Magalhães : Lav Diaz revisite l’ultime épopée coloniale de Magellan aux Philippines

Dans Magalhães, présenté en Sélection Cannes Première, le cinéaste philippin Lav Diaz s’empare des derniers mois de la vie de l’explorateur portugais Fernand de Magellan, mort aux Philippines en 1521. Il en tire le portrait intime et hanté d’un homme confronté à ses propres ténèbres.

Vingt-sept ans après ses débuts, Lav Diaz s’impose comme un conteur majeur du cinéma mondial. Ses films, à la croisée de l’histoire et de la mémoire collective, explorent avec une intensité rare les cicatrices du passé colonial et les injustices sociales qui traversent les Philippines. À travers un style radical – longs plans fixes, noir et blanc, silences habités –, il poursuit une œuvre aussi politique que sensorielle.

Fruit de sept années de recherches, Magalhães s’inscrit dans cette veine : une fresque de trois heures où l’épure formelle sert une méditation sur le pouvoir, la conquête et les illusions du mythe civilisateur.

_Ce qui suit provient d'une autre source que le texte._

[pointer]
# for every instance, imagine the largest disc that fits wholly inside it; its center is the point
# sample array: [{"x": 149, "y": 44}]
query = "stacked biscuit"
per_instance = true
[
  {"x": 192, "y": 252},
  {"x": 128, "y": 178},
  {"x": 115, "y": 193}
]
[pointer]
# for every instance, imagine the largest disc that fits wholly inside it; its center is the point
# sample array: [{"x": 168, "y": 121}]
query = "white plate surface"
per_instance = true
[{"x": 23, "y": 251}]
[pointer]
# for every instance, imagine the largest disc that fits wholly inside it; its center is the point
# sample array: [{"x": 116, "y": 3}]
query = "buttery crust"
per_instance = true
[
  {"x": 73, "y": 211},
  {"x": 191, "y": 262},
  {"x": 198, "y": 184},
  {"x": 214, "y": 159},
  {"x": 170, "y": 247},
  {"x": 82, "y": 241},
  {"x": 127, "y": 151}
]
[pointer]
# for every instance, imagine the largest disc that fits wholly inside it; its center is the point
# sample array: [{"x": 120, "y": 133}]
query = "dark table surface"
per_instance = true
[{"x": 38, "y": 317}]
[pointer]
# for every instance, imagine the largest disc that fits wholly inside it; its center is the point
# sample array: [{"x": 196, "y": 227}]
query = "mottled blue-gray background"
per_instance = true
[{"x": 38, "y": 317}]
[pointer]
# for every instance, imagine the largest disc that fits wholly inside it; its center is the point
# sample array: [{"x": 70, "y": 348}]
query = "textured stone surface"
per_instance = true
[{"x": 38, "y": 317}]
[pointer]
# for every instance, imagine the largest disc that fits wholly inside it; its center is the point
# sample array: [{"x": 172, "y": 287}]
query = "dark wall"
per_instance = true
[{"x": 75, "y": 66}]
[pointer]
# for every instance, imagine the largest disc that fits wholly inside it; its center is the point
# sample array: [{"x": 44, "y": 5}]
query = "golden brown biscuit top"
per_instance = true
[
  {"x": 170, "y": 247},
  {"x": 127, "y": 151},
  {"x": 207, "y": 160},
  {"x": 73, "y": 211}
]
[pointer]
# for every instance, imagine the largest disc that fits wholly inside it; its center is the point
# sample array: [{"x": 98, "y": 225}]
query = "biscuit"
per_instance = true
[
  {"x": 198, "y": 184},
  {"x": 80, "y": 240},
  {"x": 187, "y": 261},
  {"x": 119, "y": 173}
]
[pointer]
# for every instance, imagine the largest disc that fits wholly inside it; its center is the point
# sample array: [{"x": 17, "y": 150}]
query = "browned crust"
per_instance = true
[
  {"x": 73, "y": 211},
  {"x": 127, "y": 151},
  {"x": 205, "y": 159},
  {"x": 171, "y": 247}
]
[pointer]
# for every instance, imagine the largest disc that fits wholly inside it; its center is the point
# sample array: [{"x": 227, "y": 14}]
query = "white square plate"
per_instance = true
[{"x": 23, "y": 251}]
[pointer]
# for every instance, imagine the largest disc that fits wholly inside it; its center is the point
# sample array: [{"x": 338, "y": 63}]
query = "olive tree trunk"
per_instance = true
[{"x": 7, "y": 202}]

Le film retrace les derniers mois de Magellan, engagé dans une confrontation fatale avec les peuples autochtones, jusqu’à sa mort sur l’île de Mactan en avril 1521.

Dans le rôle-titre, Gael García Bernal incarne un homme habité par ses visions, poursuivi par les voix de ceux qu’il prétendait découvrir. « C’est un film sur le vertige du pouvoir et le mythe de la découverte », explique Lav Diaz. « Magellan n’est pas un héros ici, mais un homme face à son propre néant. »

Tourné entre les Philippines, le Portugal et l’Espagne – notamment à Cadix, à bord d’une réplique du Victoria, le trois-mâts de l’expédition – Magalhães poursuit sa revisite des récits officiels entamé dès ses débuts. Fidèle à son engagement, Lav Diaz redonne voix aux oubliés de l’Histoire, et confirme son statut d’auteur intransigeant.